I recently sat down with David Eads, who recently wrote a fascinating deep dive about how he used Gatsby for ProPublica’s Ticket Trap data visualization. David and I talked about what he’s used Gatsby for and why.
Sam: You’ve used Gatsby extensively to create a number of data visualization projects that are really interesting from both a technical and a journalistic perspective. Could you talk a little about what you’ve built with Gatsby and what you’re most proud of.

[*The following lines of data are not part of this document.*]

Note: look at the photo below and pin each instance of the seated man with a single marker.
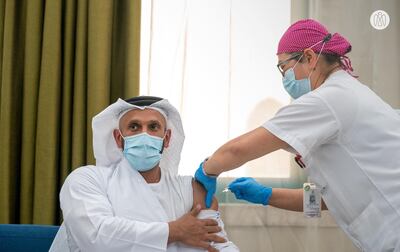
(133, 199)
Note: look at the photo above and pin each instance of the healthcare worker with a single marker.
(345, 137)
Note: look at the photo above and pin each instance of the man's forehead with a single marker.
(146, 114)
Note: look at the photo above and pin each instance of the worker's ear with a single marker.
(167, 138)
(311, 58)
(118, 139)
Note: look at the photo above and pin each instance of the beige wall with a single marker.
(375, 56)
(257, 228)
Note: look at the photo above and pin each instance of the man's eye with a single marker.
(133, 127)
(154, 126)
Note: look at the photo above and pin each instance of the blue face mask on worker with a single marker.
(297, 88)
(143, 151)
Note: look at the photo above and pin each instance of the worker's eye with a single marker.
(154, 126)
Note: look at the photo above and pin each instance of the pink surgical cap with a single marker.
(307, 33)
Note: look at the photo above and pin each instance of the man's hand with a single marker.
(194, 232)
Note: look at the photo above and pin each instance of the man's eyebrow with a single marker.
(155, 121)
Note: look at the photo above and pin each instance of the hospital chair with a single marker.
(21, 238)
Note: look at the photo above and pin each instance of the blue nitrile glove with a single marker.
(209, 183)
(250, 190)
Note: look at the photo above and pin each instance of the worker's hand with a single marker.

David: Everything I’ve made since 2018 has been in Gatsby. https://projects.propublica.org/graphics/il/stuck-kids/ is one example, https://projects.propublica.org/chicago-tickets/ is another. I’ve also done embedded graphics with Gatsby, like the one seen here https://features.propublica.org/the-bad-bet/how-illinois-bet-on-video-gambling-and-lost/
We’ve used it to simply embed responsive content in stories but also to build full-blown news applications.
Sam: Can you talk a bit about the benefit of using Gatsby specifically in a news organization?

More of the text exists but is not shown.